Originally, Bambie was supposed to wear body paint in Ogham script – an old Medieval alphabet – which had the words ‘ceasefire’ and ‘freedom for Palestine’ written in the script. The words were written in honour of their pro-Palestine stance. However, on May 8, it was revealed that they were forced to remove the words, as it “contravened contest rules that are designed to protect the non-political nature of the event” according to the European Broadcasting Union (EBU).

Thug said of the change at the time: “It was very important for me because I’m pro-justice and pro-peace. Unfortunately, I had to change those messages today to ‘crown the witch’ only (which was an) order from the EBU.”

In a now-deleted TikTok, footage of the moment they were asked to remove the words has been captured. Posted to X/Twitter, the TikTok shows Bambie Thug being told they had to remove the word ‘ceasefire’ from their face, or else they wouldn’t be let on stage, with the contestant responding: “fuck”.

After a clip of their makeup artist removing the Ogham script from their face, Bambie told the camera: “It’s fucked up”.

Cassyette, who helped co-write Bambie’s Eurovision song ‘Doomsday Blue’, can be seen later in the clip saying: “The fact that they’ve silenced you is fucked. You say it straight after”, to which Bambie responded: “I’m just gonna go and do a three minute stellar performance with my best friend. For the world, for family, to change the fucking scene, to stir the fucking pot. I’m just gonna enjoy it.” Watch the moment below:

Bambie elaborated on the removal of their Ogham script in a lengthy Instagram post on May 9 whilst sharing a cover of The Cranberries’ ‘Zombie’.

The caption read: “After my first dress rehearsal I was asked to remove both free Palestine and ceasefire in Ogham from my outfit. My delegation and I fought against this and the EBU eventually agreed to letting ceasefire remain. About an hour before my call time I was informed that they had an internal meeting and ceasefire was no longer acceptable, and if I didn’t remove this I would not be allowed on stage.

“I am pro-justice and pro-peace and this will never change, I only hope with a platform I can reach more peoples ears. My heart and prayers are with the people of Palestine #eyesonrafah and to be clear being pro-Palestinian does not mean I am antisemitic, it means I am anti-war, anti-occupation, anti-oppression and anti-killing of innocent civilians and children!!”

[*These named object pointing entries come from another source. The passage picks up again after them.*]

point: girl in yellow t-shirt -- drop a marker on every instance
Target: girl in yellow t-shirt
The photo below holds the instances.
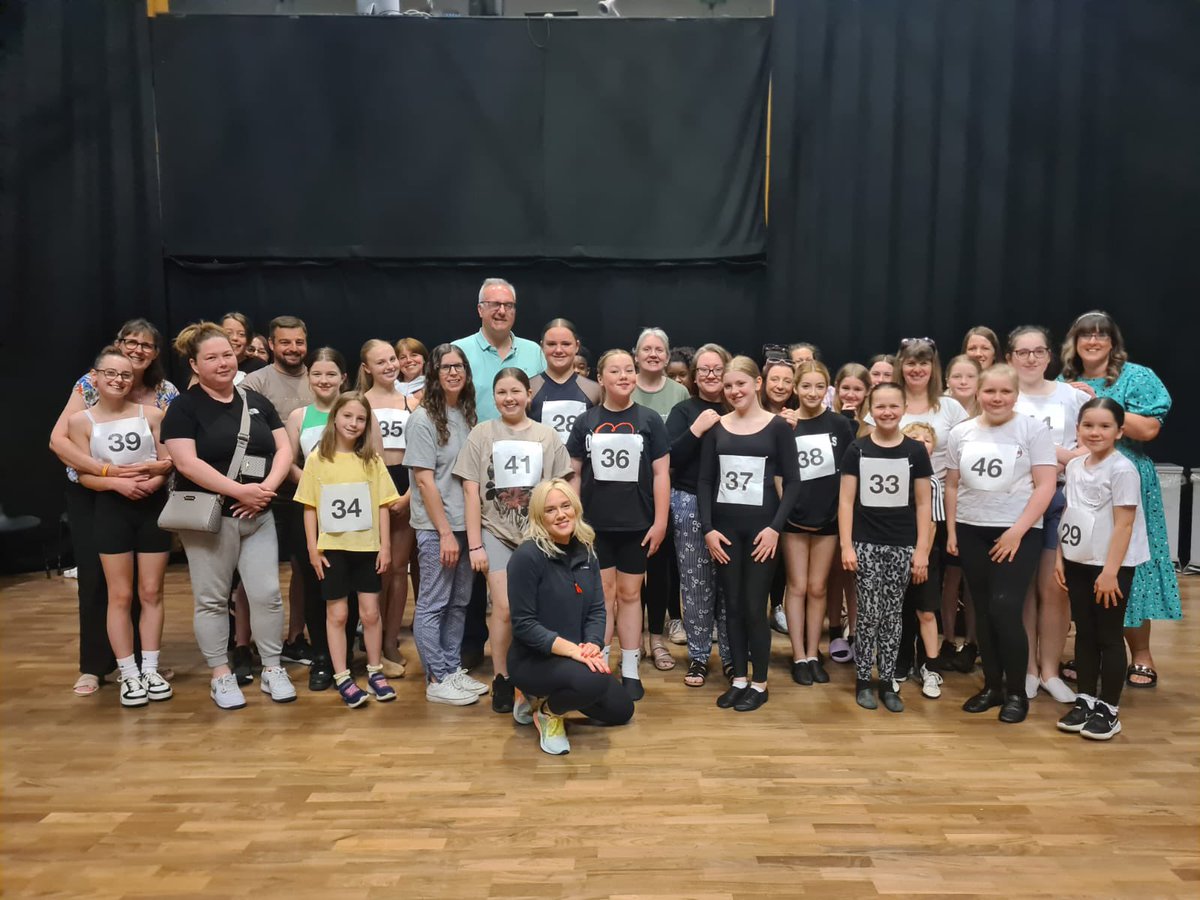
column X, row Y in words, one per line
column 342, row 487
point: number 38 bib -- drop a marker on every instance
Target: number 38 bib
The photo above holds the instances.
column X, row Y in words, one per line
column 345, row 508
column 516, row 463
column 985, row 466
column 616, row 457
column 882, row 483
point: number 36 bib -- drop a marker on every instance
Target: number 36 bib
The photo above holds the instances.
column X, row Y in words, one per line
column 616, row 457
column 985, row 466
column 345, row 508
column 516, row 463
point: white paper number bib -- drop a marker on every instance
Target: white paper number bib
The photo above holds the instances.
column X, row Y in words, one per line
column 345, row 508
column 616, row 457
column 561, row 415
column 391, row 427
column 742, row 480
column 1077, row 533
column 815, row 456
column 882, row 483
column 985, row 466
column 516, row 463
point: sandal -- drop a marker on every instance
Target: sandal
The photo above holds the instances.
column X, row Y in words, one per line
column 663, row 659
column 1145, row 672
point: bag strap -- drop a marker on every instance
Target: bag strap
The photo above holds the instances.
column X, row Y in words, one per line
column 243, row 437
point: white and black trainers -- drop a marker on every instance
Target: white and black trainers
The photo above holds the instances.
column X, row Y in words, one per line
column 133, row 693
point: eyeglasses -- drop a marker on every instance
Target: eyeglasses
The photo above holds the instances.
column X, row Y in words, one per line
column 1038, row 353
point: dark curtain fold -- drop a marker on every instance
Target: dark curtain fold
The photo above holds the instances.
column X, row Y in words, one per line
column 939, row 165
column 79, row 235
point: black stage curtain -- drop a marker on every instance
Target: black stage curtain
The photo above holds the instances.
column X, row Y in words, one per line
column 939, row 165
column 79, row 237
column 324, row 137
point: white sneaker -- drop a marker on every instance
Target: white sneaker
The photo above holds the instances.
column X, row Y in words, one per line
column 275, row 681
column 133, row 693
column 156, row 685
column 676, row 634
column 226, row 693
column 930, row 683
column 465, row 682
column 450, row 694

They recently spoke to NME about navigating this year’s controversial competition: “It’s a lot when I know that my heart is in the right place and when it’s not my decision. I have had to take a break from social media because it is weighing on me. A lot of stuff is completely nasty and uncalled for.

“As artists, we’re easy targets, but at the end of the day, I have said that I don’t think they made the right decision,” they continued. “I still stand by that. But people should be coming for the EBU and for the broadcasters, not us as artists. I stand by my statement and I am completely for Palestine, and I think it’s ridiculous that it’s gone on for so long. I think the world is quite removed from its heart and its consciousness right now.”

Later on in the chat, they added: “I’m going to continue to use my voice, as I said, and do everything I can with what I can do.”

Recently, it was reported that Bambie raised a complaint with the Eurovision organisers due to Israeli broadcaster KAN’s commentary on their performance. The comments, which told viewers to “prepare your curses” and claim Bambie’s performance was “the most scary” of the night, were labelled “in breach of the rules” of the EBU.

Bambie added: “I hope the EBU will address it correctly.”

In other news, Bambie has called on Eurovision organisers to “show some humanity” over the political issues impacting the contest.